Schulprobleme und psychiatrische Symptome bei Kindern und Jugendlichen mit MS – Erfahrungen und Tipps aus der neuropädiatrischen MS Sprechstunde.

Multiple Sklerose (MS) im Kindes- und Jugendalter ist selten und zeigt – verglichen mit Beginn im Erwachsenenalter – einige Besonderheiten, die in der Betreuung dieser jungen Patienten von grosser Bedeutung sind. Als wichtigster Unterschied ist die Tatsache zu sehen, dass MS im Kindes- und Jugendalter ein sich noch in der Entwicklung befindliches Gehirn betrifft.
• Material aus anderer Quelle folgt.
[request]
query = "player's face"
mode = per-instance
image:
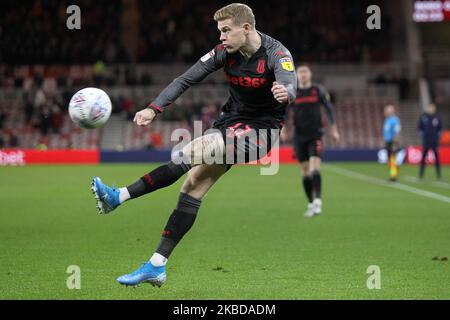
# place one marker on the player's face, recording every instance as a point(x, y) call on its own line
point(304, 75)
point(233, 37)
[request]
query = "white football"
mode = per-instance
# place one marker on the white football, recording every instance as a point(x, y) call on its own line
point(90, 108)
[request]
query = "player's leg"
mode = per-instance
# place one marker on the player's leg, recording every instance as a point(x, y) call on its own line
point(423, 162)
point(109, 198)
point(437, 162)
point(199, 180)
point(315, 152)
point(301, 152)
point(392, 161)
point(314, 167)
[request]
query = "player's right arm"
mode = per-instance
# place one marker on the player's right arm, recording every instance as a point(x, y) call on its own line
point(212, 61)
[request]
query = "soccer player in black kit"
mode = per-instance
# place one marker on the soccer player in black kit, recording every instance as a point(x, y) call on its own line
point(307, 134)
point(262, 81)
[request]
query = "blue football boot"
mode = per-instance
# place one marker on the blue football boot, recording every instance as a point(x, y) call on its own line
point(146, 273)
point(107, 198)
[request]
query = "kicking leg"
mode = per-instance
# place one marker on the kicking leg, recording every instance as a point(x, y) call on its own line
point(193, 153)
point(314, 167)
point(199, 180)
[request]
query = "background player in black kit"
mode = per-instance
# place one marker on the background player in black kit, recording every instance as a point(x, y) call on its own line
point(307, 134)
point(262, 81)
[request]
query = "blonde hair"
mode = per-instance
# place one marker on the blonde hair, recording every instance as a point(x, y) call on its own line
point(239, 13)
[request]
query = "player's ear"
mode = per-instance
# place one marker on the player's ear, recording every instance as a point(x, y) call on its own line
point(247, 27)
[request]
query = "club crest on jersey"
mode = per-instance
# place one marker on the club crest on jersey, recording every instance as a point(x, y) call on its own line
point(208, 56)
point(286, 64)
point(261, 66)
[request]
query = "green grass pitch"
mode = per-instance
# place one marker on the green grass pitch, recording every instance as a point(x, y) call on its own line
point(250, 240)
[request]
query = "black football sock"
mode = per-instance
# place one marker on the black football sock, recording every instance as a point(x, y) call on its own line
point(317, 184)
point(179, 223)
point(161, 177)
point(307, 185)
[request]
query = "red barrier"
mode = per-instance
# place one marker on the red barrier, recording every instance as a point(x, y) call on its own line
point(414, 155)
point(19, 157)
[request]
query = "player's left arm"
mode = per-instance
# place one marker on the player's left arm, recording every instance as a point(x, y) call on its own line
point(284, 88)
point(325, 99)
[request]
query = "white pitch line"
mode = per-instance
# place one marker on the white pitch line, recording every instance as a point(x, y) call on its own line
point(395, 185)
point(440, 184)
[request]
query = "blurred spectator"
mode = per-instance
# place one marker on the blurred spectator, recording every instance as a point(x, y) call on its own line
point(45, 119)
point(13, 140)
point(128, 107)
point(445, 138)
point(57, 119)
point(3, 116)
point(314, 31)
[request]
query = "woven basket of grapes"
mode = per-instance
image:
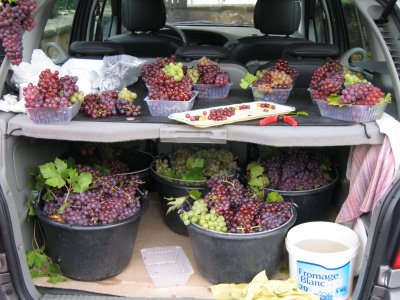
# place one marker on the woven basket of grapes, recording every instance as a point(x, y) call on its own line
point(209, 79)
point(345, 95)
point(55, 100)
point(305, 177)
point(234, 234)
point(273, 84)
point(89, 219)
point(185, 169)
point(265, 93)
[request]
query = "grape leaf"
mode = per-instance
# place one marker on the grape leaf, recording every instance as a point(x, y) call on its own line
point(53, 178)
point(192, 163)
point(194, 194)
point(174, 203)
point(333, 99)
point(82, 182)
point(246, 81)
point(274, 197)
point(256, 170)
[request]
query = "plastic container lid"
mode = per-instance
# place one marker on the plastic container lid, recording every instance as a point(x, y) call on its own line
point(167, 266)
point(163, 108)
point(277, 95)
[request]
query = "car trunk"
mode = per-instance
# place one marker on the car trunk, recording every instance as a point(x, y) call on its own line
point(25, 145)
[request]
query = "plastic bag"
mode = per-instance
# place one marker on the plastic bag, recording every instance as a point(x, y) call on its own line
point(117, 72)
point(29, 72)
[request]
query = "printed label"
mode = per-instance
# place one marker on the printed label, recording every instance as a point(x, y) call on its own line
point(328, 284)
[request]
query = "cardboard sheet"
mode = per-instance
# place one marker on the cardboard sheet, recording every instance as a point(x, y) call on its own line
point(135, 281)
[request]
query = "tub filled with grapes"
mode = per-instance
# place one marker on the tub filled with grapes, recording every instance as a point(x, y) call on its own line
point(272, 84)
point(209, 79)
point(89, 216)
point(305, 177)
point(170, 89)
point(188, 168)
point(54, 100)
point(345, 95)
point(234, 233)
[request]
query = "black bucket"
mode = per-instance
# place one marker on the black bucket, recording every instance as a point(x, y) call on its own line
point(139, 163)
point(237, 257)
point(312, 205)
point(167, 189)
point(90, 253)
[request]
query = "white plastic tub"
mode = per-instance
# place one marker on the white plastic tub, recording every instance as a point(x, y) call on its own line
point(167, 266)
point(322, 258)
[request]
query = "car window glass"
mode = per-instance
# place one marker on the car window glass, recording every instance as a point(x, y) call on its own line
point(224, 12)
point(355, 29)
point(58, 27)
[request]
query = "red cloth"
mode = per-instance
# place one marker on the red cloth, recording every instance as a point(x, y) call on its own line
point(371, 170)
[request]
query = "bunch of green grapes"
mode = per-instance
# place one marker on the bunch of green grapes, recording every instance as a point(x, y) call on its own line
point(194, 74)
point(127, 94)
point(77, 97)
point(199, 214)
point(174, 70)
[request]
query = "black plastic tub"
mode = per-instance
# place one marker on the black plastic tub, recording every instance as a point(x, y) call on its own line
point(237, 257)
point(91, 253)
point(312, 205)
point(139, 163)
point(166, 189)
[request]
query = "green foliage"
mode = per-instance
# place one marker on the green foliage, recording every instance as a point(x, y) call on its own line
point(274, 197)
point(257, 181)
point(40, 265)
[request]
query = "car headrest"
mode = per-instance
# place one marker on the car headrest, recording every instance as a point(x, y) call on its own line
point(277, 17)
point(143, 15)
point(311, 50)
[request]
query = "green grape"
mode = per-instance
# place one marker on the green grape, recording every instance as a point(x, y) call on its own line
point(127, 94)
point(175, 70)
point(77, 97)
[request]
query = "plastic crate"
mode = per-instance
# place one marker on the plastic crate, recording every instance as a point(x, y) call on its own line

Der chronisch ablaufende Entzündungsprozess greift Strukturen an, die noch nicht voll ausgreift sind und ist eine Erklärung für die früh auftretenden kognitiven Probleme, die junge MS-Betroffene zeigen – dies im grossen Gegensatz zur exzellenten motorischen Erholung von den ersten Schüben. Untermauert wird diese Annahme durch die Tatsache, dass bei den jungen Patienten das Hirnvolumen bereits geringer ist als bei gesunden Alterskontrollen. Aber was bedeuten diese vorerst nur messtechnisch nachweisbaren Befunde für den Alltag dieser jungen Menschen? Und – noch viel wichtiger – wie können Spezialistinnen diesen Betroffenen helfen?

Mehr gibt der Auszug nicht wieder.